Charles Yoder, a Rauschenberg assistant, remembers seeing Sturtevant’s flag in Short Circuit in 1971. Castelli called it “ugly” in his 1973 oral-history interview. According to his notes in the Smithsonian Archives, curator Walter Hopps, who organized a Rauschenberg retrospective in 1976 at the National Collection of Fine Arts, held out hope that the original flag might be found in time for the show. When that didn’t happen, Rauschenberg wrote that he might paint a replacement himself, both “to rid myself of the bad memories surrounding the theft” and because he “need[ed] the therapy.” The only existing photo of Short Circuit with Johns’s flag is in the catalogue, but in the last draft of the exhibition checklist, Hopps dropped Short Circuit from the show. Other curators who visited Rauschenberg’s studio lamented the Combine’s condition or its unavailability. It was not until Paul Schimmel’s 2005 to 2007 traveling show of Rauschenberg’s Combines that a full color image of Short Circuit with Sturtevant’s Johns Flag was published. It turns out Sturtevant’s flag was installed higher than the original, in order to accommodate a stamped label strip below it that reads, “The original Jasper Johns Flag was stolen in 1965. It is replaced by an original Sturtevant 1967,” which clears that up.
And what of the original flag? In 2010 I called Ivan Karp, Castelli’s longtime consigliere, who told me that the dealer who had gone to Castelli in 1965 to authenticate the stolen flag was Robert Elkon, and that his client, so to speak, was Gertrude Stein (of Madison Avenue, not Rue du Fleurus). Elkon and Stein both ran secondary-market galleries; the former died in 1983, but the latter is still around and dealing. (Elkon and Stein had been embroiled in a lawsuit in 1993 over the 1967 sale of a Chagall gouache, which turned out to have been stolen from the Guggenheim in 1965. The museum, hoping to avoid publicity and suspecting an inside job, had never reported the painting’s disappearance. Stein, Elkon’s estate, and their buyer agreed to pay the museum in a confidential settlement.) Stein and I spoke many times over the years I spent looking into the flag, most often when I dialed from unrecognized numbers. Though I never pressed, I came to believe that she did indeed have some firsthand knowledge of the Short Circuit flag.

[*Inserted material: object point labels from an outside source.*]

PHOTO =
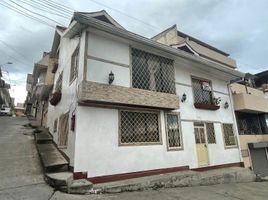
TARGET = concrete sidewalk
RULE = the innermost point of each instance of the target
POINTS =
(22, 176)
(20, 171)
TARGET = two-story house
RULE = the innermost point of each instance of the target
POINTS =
(251, 109)
(39, 85)
(124, 105)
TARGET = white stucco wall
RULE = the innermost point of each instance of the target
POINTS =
(68, 101)
(113, 55)
(97, 151)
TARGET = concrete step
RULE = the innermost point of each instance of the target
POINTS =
(42, 136)
(179, 179)
(51, 158)
(81, 186)
(59, 179)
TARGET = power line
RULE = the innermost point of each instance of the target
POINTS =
(25, 14)
(42, 9)
(35, 13)
(58, 6)
(13, 49)
(49, 6)
(20, 61)
(134, 18)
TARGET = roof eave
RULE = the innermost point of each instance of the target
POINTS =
(75, 27)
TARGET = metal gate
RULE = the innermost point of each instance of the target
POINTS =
(259, 160)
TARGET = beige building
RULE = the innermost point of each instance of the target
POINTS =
(251, 108)
(39, 85)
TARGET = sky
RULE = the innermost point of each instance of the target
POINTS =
(238, 27)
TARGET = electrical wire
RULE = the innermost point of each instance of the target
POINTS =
(13, 49)
(45, 10)
(26, 15)
(35, 13)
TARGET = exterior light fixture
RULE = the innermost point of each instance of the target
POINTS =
(111, 77)
(183, 98)
(226, 105)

The last piece of evidence I found, Castelli’s previously restricted 1973 interview, was the most startling. This was not because Castelli offhandedly fingered Elkon and Stein in his story, or because of the matter-of-fact way with which he declared, “The flag disappeared for good.” I doubt he didn’t care; he must have known what happened to the flag, or known someone who did. What really caught me by surprise was Castelli’s candor in stating what seems obvious, but which was denied or refuted for so long.

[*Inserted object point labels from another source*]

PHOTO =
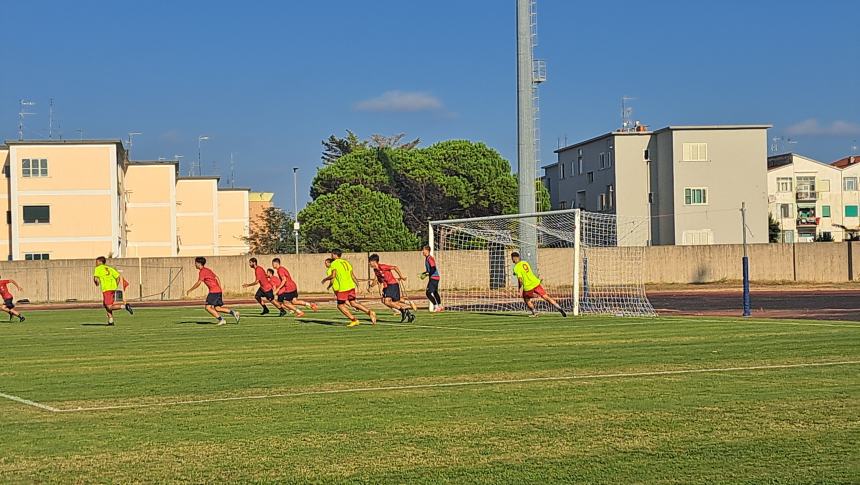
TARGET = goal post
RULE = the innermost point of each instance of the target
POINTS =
(590, 263)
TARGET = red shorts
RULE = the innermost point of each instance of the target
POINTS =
(536, 291)
(344, 296)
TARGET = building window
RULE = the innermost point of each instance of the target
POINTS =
(34, 167)
(784, 184)
(695, 196)
(695, 152)
(580, 199)
(37, 214)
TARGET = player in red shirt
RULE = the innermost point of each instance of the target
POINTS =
(215, 298)
(288, 291)
(390, 287)
(8, 300)
(265, 290)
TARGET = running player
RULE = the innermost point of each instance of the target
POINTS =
(288, 291)
(265, 290)
(431, 271)
(8, 300)
(344, 284)
(215, 298)
(531, 285)
(108, 279)
(390, 287)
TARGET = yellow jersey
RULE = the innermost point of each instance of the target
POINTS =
(343, 275)
(524, 273)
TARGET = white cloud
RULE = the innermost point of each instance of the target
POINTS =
(812, 127)
(400, 101)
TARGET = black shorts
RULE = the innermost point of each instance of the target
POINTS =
(215, 299)
(391, 291)
(433, 285)
(269, 295)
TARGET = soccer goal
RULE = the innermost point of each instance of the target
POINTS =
(591, 263)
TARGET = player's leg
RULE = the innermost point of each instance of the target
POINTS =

CASTELLI: There were three people that were the gallery: myself, Rauschenberg, and Johns. As a matter of fact it was Rauschenberg hyphen Johns, because they seem to be sort of always mentioned in the same breath: Rauschenberg and Johns. As a matter of fact, later on Johns got (there were other reasons too) got so irked by this constant coupling that occurs that he—this is certainly one of the reasons why he broke with Rauschenberg.
CUMMINGS: Really?
CASTELLI: Because he just did not want to be constantly mentioned in the same breath as Rauschenberg. Well there were other reasons of course, they started diverging also on aesthetic grounds and so on. Rauschenberg did not approve of the direction that Johns was taking and Johns didn’t approve of what Rauschenberg was doing.

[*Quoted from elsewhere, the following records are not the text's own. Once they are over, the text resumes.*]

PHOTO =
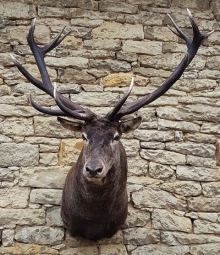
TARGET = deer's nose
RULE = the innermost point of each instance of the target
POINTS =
(93, 172)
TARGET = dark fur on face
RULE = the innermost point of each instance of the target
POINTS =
(95, 206)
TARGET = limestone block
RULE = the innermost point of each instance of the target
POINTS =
(109, 6)
(17, 126)
(152, 145)
(112, 65)
(103, 44)
(161, 249)
(11, 217)
(208, 248)
(196, 149)
(79, 241)
(200, 138)
(143, 47)
(131, 147)
(113, 249)
(153, 197)
(18, 154)
(14, 99)
(129, 57)
(178, 125)
(16, 197)
(159, 171)
(94, 99)
(183, 188)
(93, 250)
(155, 33)
(163, 157)
(164, 220)
(203, 204)
(8, 237)
(4, 90)
(149, 72)
(50, 127)
(44, 141)
(48, 148)
(154, 135)
(87, 4)
(85, 22)
(190, 113)
(201, 161)
(5, 139)
(48, 159)
(136, 218)
(147, 114)
(163, 101)
(116, 80)
(33, 70)
(45, 11)
(53, 217)
(206, 227)
(16, 110)
(141, 236)
(69, 151)
(71, 75)
(6, 174)
(114, 30)
(212, 128)
(198, 100)
(211, 189)
(178, 238)
(42, 34)
(137, 166)
(27, 249)
(82, 32)
(198, 173)
(16, 10)
(46, 196)
(40, 235)
(43, 177)
(147, 19)
(78, 62)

Rauschenberg-Johns. These two great artists had diverged, but before that, they were totally in sync, influencing each other and developing and making their work together. Short Circuit and its flag were the fulcrum of their relationship and their early practice. And it was gone.
After reading Castelli’s interview, I called Stein one more time, for the first time in almost a year, and asked her if Castelli and Elkon could have simply quietly sold the flag back to Johns, at which point Stein hung up on me. I guess we’ll never know.
Greg Allen is an artist, writer, and filmmaker, and has published his blog, greg.org: the making of, since 2001.